In other words, on the issue that most conservatives now use as their explanation for both election defeats, Cheney was worse on account of his identification with Bush, but it also seems hard to contest that most conservatives would have been happier with Cheney as the nominee than they were with McCain. Part of this would have been because they could concoct stories about what Cheney “really” believed but had not been allowed to say publicly (we saw this time and again with all those Palin defenders who hated McCain), which is the sort of storytelling that people often engage in about the would-be political heir apparent, who naturally agrees with them but must keep the “real” views under wraps. Had Cheney been the nominee and then lost by an even larger margin, we can also reasonably assume that the official explanation on the right would have remained the same as it had been in ’06 (too much spending!), and torture and war would not be blamed for the GOP’s political woes, even though the contrast on both issues would have been even more stark in a Cheney vs. Obama race.

On immigration, Cheney would have been identified with Bush’s “comprehensive” reform, and he obviously made no public statements that would have created a different impression about his views on this subject. Somehow I feel confident in saying that had Cheney run his connections to Bush’s immigration policy would not have been made into much of an issue. Unlike McCain, who was the media darling, Cheney was almost universally despised by the media, which would have instantly made Cheney the much-preferred candidate according to the tribal rules that govern who counts as a “real conservative” in practice. Cheney also quite actively backed the bailouts and berated the House Republicans who resisted the creation of the TARP, which the tea party activists have denounced so vociferously.
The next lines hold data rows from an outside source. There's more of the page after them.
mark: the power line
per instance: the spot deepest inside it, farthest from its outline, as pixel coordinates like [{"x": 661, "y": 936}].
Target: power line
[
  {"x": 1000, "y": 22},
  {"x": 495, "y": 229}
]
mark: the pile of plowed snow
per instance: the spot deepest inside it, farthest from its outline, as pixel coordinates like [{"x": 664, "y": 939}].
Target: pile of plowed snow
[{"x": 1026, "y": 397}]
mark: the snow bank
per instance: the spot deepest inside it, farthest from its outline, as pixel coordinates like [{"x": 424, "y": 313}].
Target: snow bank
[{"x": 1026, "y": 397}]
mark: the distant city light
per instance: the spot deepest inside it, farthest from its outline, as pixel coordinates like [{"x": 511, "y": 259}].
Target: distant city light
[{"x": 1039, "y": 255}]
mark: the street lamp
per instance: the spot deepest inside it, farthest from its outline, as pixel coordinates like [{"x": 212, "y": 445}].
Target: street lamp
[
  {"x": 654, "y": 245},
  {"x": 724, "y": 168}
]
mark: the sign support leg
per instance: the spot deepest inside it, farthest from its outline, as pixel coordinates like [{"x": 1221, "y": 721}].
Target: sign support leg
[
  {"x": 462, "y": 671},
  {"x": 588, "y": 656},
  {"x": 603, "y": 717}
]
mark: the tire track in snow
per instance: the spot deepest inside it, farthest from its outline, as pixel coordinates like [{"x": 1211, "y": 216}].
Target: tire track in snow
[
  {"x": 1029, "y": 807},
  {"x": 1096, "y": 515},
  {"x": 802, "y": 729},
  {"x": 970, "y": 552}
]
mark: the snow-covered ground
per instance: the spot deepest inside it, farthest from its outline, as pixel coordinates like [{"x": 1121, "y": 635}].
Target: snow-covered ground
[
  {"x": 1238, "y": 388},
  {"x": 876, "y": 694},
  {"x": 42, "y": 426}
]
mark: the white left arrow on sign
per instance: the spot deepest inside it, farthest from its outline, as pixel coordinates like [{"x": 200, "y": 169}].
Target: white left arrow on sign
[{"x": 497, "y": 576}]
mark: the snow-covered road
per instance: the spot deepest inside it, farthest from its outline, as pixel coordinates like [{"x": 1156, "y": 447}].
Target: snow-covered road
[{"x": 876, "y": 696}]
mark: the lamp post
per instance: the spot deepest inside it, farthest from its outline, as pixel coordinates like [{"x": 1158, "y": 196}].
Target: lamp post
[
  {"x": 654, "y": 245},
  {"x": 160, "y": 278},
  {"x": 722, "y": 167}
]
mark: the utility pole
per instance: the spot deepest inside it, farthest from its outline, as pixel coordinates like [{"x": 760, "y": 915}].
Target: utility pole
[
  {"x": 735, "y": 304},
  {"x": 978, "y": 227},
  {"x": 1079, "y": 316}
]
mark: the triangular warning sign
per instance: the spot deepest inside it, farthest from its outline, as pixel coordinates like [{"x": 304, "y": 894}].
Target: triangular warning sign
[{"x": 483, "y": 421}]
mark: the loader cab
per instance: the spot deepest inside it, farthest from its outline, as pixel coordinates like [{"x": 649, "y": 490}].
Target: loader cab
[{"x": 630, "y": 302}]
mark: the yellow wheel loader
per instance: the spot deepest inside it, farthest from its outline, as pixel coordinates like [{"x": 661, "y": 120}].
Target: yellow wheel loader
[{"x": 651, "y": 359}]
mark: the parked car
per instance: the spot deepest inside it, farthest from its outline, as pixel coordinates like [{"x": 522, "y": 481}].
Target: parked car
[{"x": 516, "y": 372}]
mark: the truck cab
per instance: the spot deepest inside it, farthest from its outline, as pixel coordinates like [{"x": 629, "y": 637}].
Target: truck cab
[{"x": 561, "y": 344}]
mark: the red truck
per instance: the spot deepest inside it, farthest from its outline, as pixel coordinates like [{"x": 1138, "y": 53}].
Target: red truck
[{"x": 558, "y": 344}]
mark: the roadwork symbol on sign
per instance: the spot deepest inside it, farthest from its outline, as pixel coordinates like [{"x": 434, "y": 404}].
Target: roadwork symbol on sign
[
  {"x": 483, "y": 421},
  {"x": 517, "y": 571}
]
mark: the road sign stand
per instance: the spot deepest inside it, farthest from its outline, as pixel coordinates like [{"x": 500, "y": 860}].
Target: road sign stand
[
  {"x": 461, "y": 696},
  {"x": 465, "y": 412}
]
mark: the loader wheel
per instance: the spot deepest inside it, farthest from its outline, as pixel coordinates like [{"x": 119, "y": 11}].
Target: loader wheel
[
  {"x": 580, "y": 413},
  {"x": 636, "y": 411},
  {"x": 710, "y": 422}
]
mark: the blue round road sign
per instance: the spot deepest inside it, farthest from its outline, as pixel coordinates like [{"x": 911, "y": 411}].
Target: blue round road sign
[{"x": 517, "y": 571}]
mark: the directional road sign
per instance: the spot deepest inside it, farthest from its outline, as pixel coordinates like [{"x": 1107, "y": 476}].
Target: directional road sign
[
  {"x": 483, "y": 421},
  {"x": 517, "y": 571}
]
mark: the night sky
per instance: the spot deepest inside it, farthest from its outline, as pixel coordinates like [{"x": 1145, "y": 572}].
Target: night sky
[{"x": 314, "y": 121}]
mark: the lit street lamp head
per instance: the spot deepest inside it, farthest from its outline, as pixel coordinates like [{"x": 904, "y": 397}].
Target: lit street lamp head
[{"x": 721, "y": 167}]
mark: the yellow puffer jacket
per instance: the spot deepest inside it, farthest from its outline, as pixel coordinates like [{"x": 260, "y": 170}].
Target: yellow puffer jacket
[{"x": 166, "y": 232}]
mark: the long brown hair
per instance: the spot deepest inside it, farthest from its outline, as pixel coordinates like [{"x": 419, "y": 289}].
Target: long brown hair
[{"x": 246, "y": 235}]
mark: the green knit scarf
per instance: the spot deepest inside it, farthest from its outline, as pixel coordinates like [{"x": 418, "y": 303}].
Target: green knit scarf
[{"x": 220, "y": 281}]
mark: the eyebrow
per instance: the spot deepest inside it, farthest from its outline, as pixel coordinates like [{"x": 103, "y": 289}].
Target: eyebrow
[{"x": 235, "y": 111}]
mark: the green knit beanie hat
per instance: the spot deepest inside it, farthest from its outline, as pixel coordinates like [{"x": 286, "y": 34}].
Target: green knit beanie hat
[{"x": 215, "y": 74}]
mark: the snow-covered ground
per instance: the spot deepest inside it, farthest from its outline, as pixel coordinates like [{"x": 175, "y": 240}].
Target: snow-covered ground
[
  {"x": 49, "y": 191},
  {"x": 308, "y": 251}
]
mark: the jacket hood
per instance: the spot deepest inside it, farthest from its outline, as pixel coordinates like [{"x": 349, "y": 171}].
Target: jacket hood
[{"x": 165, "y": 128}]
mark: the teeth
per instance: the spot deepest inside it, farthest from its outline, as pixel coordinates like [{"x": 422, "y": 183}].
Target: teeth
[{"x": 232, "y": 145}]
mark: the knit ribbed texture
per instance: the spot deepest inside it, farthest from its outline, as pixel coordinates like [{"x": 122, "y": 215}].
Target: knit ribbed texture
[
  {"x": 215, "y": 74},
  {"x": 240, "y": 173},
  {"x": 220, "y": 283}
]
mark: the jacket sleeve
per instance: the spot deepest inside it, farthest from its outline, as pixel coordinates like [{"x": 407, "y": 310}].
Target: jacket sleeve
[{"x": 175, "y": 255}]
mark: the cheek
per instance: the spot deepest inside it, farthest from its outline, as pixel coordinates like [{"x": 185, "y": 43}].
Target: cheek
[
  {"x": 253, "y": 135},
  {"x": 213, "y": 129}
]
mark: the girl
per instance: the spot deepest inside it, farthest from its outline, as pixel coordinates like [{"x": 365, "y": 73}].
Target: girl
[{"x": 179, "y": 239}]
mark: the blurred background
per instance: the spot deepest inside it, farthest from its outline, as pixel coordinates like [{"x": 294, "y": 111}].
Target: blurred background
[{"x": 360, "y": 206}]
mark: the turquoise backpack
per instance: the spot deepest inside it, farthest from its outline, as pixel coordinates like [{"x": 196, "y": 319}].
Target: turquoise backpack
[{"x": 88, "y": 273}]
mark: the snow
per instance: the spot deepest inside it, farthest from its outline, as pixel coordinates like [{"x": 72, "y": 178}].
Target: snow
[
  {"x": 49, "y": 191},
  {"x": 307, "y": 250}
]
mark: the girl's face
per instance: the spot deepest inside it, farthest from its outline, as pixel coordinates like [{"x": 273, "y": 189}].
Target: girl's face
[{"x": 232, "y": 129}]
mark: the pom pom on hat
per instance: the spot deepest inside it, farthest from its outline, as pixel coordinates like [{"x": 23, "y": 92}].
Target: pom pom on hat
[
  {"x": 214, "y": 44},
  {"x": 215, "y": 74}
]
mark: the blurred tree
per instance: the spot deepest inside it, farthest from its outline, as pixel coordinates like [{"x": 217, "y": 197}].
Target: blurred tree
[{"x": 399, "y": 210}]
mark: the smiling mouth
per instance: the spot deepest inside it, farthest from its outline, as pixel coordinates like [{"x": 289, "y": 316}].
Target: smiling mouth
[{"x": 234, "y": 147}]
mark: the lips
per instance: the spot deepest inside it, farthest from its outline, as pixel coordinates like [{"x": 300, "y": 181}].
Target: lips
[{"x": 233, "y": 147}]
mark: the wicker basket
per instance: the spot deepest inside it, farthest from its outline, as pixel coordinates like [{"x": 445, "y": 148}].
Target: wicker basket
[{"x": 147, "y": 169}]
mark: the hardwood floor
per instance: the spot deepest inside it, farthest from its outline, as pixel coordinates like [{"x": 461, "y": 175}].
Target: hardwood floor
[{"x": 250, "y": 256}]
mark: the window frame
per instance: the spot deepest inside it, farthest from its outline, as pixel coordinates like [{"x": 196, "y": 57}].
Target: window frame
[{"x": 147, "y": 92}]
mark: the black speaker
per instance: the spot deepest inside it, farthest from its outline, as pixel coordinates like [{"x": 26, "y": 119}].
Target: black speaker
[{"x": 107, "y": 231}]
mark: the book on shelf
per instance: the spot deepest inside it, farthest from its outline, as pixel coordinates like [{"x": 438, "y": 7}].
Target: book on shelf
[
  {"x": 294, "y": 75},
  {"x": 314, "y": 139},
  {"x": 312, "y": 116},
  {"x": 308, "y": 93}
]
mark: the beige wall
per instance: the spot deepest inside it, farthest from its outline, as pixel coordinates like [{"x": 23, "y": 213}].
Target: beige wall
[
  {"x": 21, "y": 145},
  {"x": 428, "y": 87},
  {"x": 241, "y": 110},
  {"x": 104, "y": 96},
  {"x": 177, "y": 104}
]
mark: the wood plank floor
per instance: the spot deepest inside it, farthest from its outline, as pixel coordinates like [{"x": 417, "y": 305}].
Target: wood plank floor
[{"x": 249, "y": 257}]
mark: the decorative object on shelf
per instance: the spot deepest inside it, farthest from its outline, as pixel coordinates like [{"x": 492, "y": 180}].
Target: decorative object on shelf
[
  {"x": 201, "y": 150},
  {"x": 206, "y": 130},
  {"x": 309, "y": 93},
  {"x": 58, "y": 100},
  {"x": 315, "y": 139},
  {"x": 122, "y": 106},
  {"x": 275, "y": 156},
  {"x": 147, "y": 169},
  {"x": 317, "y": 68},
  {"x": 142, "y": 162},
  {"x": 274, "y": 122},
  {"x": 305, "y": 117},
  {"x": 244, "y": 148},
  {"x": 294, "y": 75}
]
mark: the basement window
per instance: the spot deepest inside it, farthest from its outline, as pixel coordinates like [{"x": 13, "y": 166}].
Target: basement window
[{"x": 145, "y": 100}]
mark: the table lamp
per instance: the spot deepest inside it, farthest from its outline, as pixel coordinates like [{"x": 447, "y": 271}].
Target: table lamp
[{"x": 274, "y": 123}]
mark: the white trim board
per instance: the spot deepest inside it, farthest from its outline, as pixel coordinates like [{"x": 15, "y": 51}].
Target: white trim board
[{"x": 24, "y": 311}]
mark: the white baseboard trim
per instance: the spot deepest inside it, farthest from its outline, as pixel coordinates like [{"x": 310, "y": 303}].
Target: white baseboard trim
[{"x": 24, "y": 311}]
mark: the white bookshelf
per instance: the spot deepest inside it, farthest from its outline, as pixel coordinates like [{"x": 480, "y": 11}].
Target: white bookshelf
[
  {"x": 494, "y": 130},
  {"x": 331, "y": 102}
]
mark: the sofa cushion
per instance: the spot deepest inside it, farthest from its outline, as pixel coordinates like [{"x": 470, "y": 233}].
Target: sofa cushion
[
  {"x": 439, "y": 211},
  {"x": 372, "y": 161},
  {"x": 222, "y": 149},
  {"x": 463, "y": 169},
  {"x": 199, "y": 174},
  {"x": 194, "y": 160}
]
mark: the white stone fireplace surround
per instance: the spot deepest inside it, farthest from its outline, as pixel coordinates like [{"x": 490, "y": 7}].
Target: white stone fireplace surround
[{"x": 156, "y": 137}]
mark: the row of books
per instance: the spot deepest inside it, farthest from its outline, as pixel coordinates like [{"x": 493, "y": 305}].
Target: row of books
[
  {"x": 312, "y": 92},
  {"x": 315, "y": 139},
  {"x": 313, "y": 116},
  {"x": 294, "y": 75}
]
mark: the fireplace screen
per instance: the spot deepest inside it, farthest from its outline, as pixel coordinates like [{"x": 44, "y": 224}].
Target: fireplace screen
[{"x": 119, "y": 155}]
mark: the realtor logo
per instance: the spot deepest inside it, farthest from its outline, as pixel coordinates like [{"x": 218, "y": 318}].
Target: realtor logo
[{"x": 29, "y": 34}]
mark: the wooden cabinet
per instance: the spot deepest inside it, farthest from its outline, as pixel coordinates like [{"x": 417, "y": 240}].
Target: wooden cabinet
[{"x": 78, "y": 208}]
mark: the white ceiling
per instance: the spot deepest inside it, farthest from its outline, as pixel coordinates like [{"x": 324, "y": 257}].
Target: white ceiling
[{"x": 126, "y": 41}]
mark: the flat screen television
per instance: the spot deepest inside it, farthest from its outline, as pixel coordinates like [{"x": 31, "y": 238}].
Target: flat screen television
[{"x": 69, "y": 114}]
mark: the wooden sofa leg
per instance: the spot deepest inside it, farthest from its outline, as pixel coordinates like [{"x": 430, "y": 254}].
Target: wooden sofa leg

We can also be fairly sure that many of the same people who rallied around Palin’s pseudo-populist rhetoric while backing a candidate who embraced establishment policies, including all the bailouts, would have rallied to Cheney’s large doses of red-meat rhetoric and ignored the substance of the policies that he had endorsed. A Cheney nomination would have driven home how much of the “real conservatism” to which Ross refers is not anything substantive, but is instead a series of poses and gestures that validate the audience’s preferences and way of life.

The only issue on which Cheney was conceivably to McCain’s “right” was torture*. This is an important part of Ross’ argument, which I think Ross was not able to flesh out as much as he could have done if he had more space:

“Real conservatism,” in this narrative, means a particular strain of right-wingery: a conservatism of supply-side economics and stress positions, uninterested in social policy and dismissive of libertarian qualms about the national-security state. And Dick Cheney happens to be its diamond-hard distillation.

As I was suggesting yesterday, torture and war seem to be the non-negotiable policies for the mainstream right, and Cheney serves as the symbol and champion of this position.

* Of course, I don’t think one becomes more pro-torture the more one goes to “the right,” but as a shorthand this will have to do for now.